The worst bugs are the ones that disappear when you look at them. This one took three days, and for most of that time I was convinced the problem was somewhere it absolutely was not. It was a race condition, of course it was, but it wore a very good disguise.
The symptom was a service that occasionally returned the wrong data. Not crashed, not errored, just quietly handed a request the response that belonged to a different request. Rare. Maybe one in fifty thousand under production load, and never, ever when I was watching.
Day one: denial
My first assumption was that it wasn't my code. It's always a comforting first assumption and it's almost always wrong. I went looking at the load balancer, the connection pool, the cache, anything with shared state that I didn't write. I added logging around the request path and waited for the bad response to show up in the logs.
It didn't show up. The logs all looked correct. Each request, traced end to end, did the right thing. Which made no sense, because the client was definitely receiving wrong answers. I spent most of the day convinced I had two separate bugs, when in fact the logging itself was the clue I ignored.
Day two: the heisenbug
The tell, in retrospect, was glaring. When I ran the service under a debugger, the bug never reproduced. When I added enough logging to slow the hot path down, the bug got rarer. Anything that introduced timing changes made it harder to hit. That is the signature of a race condition written in neon, and I still spent half a day chasing memory corruption instead.
The breakthrough was load. I stopped trying to catch it gently and instead hammered the service with concurrent requests in a tight loop, with logging stripped back to almost nothing so I wasn't perturbing the timing.
# crude but effective: 200 concurrent clients, same endpoint
seq 1 200 | xargs -P 200 -I{} \
sh -c 'for i in $(seq 1 500); do curl -s localhost:8080/lookup/{} ; echo; done' \
| sort | uniq -c | sort -rn
With that running, the mismatched responses appeared within seconds. I finally had a reliable reproduction, and a reliable reproduction is ninety per cent of the fight.
Day three: the actual bug
With reproduction in hand the cause fell out fast. There was a shared map used as a per-request scratch cache, and somewhere in a refactor months earlier the lock around it had been quietly dropped on one code path. Under low concurrency the window was so small it effectively never happened. Under real load, two requests would write and read the same map concurrently, one would see the other's entry, and you'd get a response built from someone else's data.

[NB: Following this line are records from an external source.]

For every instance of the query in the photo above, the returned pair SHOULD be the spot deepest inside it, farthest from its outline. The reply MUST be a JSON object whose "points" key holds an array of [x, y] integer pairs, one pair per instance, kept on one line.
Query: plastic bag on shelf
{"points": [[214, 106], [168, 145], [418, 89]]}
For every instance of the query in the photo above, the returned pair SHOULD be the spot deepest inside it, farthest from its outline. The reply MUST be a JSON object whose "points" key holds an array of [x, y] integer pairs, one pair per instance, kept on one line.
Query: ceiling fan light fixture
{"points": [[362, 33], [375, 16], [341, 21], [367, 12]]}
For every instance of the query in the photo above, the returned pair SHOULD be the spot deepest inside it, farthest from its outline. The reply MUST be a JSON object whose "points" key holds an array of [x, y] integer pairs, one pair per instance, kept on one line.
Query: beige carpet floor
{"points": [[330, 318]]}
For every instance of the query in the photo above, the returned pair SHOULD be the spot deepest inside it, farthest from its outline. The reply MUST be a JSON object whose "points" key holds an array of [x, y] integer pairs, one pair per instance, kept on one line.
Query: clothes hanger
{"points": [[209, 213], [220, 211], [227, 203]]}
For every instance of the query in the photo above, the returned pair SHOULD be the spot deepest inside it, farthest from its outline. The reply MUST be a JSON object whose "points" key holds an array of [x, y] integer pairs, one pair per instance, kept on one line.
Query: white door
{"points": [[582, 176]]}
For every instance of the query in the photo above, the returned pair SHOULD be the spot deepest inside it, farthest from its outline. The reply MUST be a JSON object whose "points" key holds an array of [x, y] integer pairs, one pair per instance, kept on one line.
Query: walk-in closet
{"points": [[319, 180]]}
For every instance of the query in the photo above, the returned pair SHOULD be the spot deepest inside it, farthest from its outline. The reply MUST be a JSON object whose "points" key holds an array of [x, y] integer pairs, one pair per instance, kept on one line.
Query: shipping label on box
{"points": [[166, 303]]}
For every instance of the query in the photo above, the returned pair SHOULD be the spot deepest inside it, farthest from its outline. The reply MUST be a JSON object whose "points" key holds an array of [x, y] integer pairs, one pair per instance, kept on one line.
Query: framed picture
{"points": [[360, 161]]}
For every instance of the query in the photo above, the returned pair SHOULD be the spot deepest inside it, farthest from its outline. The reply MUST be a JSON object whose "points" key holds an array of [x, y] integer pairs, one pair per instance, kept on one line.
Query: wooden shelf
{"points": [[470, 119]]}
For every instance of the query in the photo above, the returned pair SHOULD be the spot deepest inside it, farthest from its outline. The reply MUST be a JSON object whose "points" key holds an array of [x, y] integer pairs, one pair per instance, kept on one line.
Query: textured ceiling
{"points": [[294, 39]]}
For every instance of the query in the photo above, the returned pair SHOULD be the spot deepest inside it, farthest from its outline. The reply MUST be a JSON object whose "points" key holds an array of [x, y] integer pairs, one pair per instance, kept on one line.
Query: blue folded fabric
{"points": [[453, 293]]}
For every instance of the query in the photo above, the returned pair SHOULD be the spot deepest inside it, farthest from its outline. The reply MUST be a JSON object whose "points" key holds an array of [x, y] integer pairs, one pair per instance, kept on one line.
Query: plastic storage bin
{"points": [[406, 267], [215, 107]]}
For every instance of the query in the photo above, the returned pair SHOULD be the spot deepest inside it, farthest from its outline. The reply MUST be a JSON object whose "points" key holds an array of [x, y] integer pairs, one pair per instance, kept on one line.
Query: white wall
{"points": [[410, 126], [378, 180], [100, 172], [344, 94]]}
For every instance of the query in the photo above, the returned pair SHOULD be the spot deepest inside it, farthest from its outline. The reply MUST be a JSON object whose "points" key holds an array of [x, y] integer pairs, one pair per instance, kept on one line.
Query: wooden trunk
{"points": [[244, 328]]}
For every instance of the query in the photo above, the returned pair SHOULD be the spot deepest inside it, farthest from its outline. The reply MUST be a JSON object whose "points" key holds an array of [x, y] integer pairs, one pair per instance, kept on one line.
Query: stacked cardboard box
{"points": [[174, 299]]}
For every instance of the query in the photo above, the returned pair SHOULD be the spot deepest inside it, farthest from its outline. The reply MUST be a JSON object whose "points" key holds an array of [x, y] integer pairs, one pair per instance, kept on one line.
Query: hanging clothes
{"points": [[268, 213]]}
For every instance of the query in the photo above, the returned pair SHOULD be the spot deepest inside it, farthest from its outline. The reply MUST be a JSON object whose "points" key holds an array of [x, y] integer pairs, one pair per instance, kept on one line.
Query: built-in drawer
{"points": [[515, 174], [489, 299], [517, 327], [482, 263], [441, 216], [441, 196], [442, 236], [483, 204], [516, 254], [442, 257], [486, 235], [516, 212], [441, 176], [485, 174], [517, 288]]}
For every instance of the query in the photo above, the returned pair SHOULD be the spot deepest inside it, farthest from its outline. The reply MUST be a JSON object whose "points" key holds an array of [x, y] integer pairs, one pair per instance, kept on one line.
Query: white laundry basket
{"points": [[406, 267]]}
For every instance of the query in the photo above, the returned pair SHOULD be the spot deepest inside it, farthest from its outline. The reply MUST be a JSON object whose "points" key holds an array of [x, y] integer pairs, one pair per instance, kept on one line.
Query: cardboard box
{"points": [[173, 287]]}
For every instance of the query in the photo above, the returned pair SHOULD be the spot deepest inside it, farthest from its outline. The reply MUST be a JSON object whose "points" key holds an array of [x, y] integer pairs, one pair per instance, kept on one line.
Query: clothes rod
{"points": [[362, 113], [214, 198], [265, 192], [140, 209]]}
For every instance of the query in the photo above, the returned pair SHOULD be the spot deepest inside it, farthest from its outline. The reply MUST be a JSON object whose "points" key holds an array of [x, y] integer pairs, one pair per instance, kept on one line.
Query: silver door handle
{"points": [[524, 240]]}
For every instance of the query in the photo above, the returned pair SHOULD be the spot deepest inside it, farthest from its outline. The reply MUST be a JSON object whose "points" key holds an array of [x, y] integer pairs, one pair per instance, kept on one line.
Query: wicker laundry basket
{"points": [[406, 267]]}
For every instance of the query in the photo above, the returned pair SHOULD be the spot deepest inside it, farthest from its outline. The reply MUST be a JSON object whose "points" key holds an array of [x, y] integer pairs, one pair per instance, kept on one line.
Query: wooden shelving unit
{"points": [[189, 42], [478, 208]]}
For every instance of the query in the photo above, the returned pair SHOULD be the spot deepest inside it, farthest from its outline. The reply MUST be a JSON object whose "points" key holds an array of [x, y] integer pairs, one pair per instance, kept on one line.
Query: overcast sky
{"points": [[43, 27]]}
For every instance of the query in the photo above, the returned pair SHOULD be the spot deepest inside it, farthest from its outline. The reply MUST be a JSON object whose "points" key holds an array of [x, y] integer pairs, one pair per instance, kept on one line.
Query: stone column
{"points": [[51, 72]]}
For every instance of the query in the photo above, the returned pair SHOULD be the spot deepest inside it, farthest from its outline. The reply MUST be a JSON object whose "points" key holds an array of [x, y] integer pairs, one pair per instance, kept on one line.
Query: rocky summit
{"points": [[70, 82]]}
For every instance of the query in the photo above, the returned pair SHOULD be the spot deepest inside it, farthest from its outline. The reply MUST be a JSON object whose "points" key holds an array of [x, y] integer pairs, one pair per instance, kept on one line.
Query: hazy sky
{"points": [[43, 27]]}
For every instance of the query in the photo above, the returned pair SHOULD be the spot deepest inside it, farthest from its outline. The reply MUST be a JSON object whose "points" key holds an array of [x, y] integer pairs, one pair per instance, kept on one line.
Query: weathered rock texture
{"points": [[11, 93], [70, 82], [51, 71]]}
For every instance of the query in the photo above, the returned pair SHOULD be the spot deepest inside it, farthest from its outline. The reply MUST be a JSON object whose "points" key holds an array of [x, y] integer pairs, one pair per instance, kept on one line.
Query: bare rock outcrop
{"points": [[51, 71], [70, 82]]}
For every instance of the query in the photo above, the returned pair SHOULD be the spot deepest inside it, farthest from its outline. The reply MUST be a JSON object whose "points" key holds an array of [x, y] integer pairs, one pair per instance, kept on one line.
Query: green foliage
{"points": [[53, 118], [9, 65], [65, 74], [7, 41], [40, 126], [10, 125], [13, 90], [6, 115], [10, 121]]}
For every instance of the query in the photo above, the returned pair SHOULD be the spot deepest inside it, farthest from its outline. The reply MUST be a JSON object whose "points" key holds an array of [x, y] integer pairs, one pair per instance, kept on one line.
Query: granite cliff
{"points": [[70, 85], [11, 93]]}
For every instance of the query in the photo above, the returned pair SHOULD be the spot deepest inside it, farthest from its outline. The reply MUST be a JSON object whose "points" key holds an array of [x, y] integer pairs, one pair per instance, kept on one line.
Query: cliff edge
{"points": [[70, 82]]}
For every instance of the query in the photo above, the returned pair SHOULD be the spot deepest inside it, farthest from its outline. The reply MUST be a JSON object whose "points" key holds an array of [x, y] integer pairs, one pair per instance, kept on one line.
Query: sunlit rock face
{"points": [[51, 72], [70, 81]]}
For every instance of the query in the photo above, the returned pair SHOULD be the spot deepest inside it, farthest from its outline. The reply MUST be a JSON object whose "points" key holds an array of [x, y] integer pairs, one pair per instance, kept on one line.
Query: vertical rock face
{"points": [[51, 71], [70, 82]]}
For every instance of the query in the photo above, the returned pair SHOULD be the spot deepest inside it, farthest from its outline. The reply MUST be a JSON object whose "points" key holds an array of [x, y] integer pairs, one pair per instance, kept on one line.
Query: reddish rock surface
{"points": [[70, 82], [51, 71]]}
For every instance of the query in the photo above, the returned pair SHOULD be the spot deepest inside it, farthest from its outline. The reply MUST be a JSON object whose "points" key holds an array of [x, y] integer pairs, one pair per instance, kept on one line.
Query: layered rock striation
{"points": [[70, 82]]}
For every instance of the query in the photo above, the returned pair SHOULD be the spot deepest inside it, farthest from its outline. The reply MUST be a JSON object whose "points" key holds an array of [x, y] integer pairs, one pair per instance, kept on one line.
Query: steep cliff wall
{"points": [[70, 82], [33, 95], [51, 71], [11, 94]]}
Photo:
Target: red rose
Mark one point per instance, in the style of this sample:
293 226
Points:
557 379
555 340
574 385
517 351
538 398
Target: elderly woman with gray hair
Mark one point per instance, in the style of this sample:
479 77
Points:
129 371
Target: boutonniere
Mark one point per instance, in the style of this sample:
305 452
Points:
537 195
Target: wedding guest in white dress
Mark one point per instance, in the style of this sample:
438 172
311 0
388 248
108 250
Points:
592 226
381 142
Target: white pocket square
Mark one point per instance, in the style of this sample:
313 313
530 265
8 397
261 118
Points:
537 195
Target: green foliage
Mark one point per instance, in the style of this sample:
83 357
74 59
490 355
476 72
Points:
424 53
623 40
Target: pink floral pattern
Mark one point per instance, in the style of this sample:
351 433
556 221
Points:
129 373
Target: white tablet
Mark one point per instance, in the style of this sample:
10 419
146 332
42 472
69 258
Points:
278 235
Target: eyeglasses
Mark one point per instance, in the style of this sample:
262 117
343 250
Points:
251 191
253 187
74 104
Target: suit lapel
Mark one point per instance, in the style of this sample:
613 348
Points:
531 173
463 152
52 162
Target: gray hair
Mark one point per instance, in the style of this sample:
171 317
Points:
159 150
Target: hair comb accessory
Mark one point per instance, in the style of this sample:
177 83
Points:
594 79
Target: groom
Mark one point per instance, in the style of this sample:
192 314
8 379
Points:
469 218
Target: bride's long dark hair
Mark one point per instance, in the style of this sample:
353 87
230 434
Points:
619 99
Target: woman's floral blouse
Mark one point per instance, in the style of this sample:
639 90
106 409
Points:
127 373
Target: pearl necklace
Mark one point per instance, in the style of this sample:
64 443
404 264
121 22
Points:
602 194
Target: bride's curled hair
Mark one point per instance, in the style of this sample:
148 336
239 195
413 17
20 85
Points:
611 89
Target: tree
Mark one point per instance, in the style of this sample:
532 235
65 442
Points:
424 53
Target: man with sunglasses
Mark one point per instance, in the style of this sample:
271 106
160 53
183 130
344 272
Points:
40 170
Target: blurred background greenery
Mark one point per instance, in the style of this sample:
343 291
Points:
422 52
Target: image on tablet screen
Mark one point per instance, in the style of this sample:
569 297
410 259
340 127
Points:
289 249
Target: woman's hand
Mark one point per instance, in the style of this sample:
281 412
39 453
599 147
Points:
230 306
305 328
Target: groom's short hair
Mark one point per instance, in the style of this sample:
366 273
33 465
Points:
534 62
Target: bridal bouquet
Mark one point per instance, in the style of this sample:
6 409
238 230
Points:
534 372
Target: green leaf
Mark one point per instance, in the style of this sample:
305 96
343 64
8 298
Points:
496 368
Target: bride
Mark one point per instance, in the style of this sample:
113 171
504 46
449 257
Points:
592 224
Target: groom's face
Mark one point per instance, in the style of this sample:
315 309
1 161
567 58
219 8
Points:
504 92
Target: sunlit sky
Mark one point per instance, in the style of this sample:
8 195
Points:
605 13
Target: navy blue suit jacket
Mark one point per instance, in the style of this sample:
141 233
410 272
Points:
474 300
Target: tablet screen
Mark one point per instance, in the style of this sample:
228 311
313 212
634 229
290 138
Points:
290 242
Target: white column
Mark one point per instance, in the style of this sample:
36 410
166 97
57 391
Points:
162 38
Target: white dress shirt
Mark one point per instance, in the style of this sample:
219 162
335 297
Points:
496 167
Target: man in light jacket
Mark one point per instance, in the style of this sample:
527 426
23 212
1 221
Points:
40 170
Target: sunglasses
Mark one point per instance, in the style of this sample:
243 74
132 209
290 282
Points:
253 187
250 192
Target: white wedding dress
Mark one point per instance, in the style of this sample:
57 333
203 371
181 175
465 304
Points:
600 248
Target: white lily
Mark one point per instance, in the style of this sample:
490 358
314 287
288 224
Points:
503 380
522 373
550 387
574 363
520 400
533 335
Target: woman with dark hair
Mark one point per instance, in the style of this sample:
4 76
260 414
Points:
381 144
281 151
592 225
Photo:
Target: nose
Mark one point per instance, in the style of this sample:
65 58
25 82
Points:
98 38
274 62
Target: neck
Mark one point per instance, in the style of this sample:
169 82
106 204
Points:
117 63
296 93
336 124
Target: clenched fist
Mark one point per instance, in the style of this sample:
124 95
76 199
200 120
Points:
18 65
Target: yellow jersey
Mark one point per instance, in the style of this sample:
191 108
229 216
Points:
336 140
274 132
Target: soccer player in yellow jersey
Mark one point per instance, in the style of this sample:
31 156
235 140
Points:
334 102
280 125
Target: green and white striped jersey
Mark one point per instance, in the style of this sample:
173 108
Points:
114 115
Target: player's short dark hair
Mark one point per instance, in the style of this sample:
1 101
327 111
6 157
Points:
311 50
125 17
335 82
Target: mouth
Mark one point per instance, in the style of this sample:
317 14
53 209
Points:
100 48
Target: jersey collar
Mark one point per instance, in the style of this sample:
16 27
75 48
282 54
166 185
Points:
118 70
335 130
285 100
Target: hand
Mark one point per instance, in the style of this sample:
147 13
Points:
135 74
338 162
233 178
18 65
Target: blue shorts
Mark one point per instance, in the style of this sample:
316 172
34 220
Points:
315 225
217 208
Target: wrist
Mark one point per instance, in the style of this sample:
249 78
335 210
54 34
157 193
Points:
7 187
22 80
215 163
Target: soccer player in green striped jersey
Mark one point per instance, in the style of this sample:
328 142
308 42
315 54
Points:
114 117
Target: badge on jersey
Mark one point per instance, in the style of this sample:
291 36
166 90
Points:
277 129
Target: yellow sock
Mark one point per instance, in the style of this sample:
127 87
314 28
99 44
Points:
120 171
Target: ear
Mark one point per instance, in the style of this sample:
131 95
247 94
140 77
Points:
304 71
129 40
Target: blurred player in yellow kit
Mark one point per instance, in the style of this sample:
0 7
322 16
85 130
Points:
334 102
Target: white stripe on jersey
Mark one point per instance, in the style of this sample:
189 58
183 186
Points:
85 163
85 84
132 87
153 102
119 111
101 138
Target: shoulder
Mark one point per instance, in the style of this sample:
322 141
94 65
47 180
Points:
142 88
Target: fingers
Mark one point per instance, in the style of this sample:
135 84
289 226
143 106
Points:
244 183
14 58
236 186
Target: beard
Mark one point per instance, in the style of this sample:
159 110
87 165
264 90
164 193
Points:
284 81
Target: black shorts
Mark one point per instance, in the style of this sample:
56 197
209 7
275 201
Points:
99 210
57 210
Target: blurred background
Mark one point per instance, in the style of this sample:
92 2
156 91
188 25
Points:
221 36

The fix was three lines. It nearly always is.
// before: shared map, no protection on this path
results[req.ID] = lookup(req.Key)
// after: guard the shared state
mu.Lock()
results[req.ID] = lookup(req.Key)
mu.Unlock()
The better fix, which I did afterwards, was to stop sharing the map at all. The scratch cache had no business being shared between requests in the first place; making it request-local removed the need for the lock and removed the entire class of bug. Shared mutable state you don't need is just a race condition you haven't hit yet.
What I should have done on day one
The tooling existed the whole time. Go's race detector would have flagged this in minutes, and I ran the test suite under -race only on day three, out of desperation, after I'd already found it by hand.
go test -race ./...
It lit up immediately, pointing at the exact line. Three days of work that a flag would have done before lunch on day one.
The lesson I keep relearning: when a bug vanishes under observation, stop adding observation. It's telling you the bug is about timing, and your job is to make it more concurrent, not more visible. Reach for the race detector early, distrust shared state, and don't assume it isn't your code. It's usually your code.